# Pivotting the table 

This notebook transforms raw logging data from `../data/describe.csv` into a format suitable for coding by RA. 

The original table has each row representing a single response in a trial, with multiple rows combining to represent a participant's responses. To facilitate agreement analysis, we pivot the table, where each row corresponds to a participant and each column to a response.

The processed data is stored in`../data/pivot.csv`, pending coding. The coded data is available in `../data/coded_data.xlsx`. 

For analyis we only consider valid participants.
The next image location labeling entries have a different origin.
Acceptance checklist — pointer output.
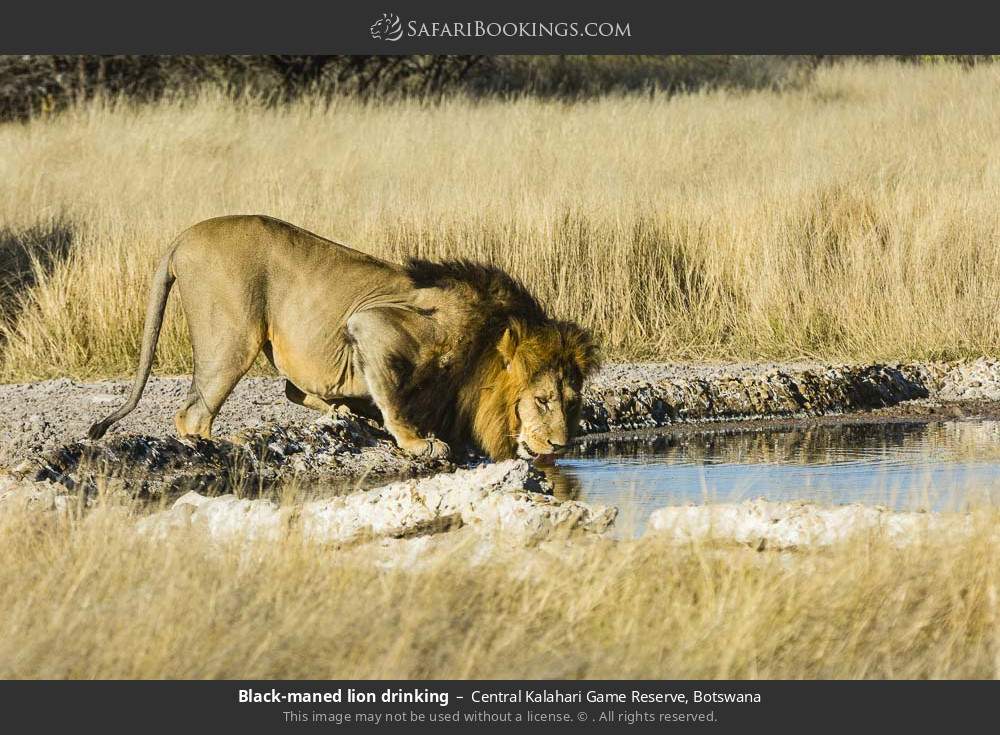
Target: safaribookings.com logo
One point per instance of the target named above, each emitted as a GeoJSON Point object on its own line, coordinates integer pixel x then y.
{"type": "Point", "coordinates": [390, 28]}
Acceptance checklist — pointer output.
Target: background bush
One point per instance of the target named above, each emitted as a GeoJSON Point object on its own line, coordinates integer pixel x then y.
{"type": "Point", "coordinates": [34, 85]}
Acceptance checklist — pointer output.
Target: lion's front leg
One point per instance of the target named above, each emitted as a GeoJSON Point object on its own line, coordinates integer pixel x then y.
{"type": "Point", "coordinates": [386, 346]}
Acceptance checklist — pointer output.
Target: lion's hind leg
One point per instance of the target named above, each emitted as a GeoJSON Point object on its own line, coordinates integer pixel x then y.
{"type": "Point", "coordinates": [298, 396]}
{"type": "Point", "coordinates": [360, 406]}
{"type": "Point", "coordinates": [215, 376]}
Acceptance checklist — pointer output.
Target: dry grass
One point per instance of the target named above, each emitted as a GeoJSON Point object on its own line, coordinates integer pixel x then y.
{"type": "Point", "coordinates": [854, 218]}
{"type": "Point", "coordinates": [91, 598]}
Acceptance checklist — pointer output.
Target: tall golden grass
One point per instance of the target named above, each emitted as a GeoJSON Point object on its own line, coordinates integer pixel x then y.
{"type": "Point", "coordinates": [855, 217]}
{"type": "Point", "coordinates": [88, 597]}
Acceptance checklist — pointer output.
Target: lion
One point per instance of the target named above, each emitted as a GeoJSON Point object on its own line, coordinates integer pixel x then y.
{"type": "Point", "coordinates": [445, 354]}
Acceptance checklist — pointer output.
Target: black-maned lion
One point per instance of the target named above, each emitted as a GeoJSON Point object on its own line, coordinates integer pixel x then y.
{"type": "Point", "coordinates": [451, 351]}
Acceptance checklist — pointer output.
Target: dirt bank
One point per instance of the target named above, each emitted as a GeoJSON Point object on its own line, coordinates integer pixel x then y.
{"type": "Point", "coordinates": [42, 425]}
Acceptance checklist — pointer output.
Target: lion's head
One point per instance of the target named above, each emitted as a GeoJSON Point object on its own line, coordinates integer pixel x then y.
{"type": "Point", "coordinates": [530, 406]}
{"type": "Point", "coordinates": [387, 28]}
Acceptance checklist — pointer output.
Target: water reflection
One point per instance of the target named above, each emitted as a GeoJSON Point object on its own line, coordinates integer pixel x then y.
{"type": "Point", "coordinates": [901, 464]}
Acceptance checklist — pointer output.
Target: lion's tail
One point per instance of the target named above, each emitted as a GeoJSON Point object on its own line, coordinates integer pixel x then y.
{"type": "Point", "coordinates": [163, 279]}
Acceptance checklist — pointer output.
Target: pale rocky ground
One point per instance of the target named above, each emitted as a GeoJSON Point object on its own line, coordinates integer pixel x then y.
{"type": "Point", "coordinates": [273, 439]}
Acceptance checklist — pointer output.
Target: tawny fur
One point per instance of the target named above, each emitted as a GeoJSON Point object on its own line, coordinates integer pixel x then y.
{"type": "Point", "coordinates": [439, 350]}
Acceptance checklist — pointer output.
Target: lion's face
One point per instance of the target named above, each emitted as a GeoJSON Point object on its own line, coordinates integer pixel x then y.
{"type": "Point", "coordinates": [547, 367]}
{"type": "Point", "coordinates": [548, 412]}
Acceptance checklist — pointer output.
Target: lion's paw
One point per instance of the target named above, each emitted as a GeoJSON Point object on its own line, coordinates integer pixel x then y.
{"type": "Point", "coordinates": [434, 448]}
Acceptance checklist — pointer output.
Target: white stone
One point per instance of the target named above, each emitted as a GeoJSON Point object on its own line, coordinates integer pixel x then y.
{"type": "Point", "coordinates": [782, 525]}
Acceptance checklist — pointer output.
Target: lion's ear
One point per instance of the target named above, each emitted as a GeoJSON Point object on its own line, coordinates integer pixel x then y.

They are identified using information from `../data/survey.csv`; only students who completed the post-experiment survey are considered.

In [None]:
import pandas as pd

In [None]:
survey_df = pd.read_csv("../data/survey.csv")
describe_df = pd.read_csv("../data/describe.csv")

In [None]:
uids = set(survey_df["uid"])
len(uids)

In [None]:
describe_df = describe_df[describe_df["uid"].isin(uids)]

In [None]:
# Sanity check, every study should have at least 30 trials
for uid in uids:
    n = len(describe_df[describe_df["uid"] == uid])
    assert n >= 30, f"{uid}, len = {n}"

In [None]:
result = pd.pivot_table(
    describe_df,
    index=["uid", "name"],
    columns="object_id",  # we want to convert `object_id` values into its own columns
    values=["description", "seen"],  # columns to keep
    aggfunc="max",  # in our case, each student will only have one description/seen for an object, `max` will give us the value
)
result.head()

In [None]:
# Flatten
result.columns = [
    "description_object_" + str(col[1])
    if col[0] == "description"
    else "seen_object_" + str(col[1])
    for col in result.columns
]
result.reset_index(inplace=True)
result.head()

In [None]:
result.to_csv("../data/pivot.csv", index=False)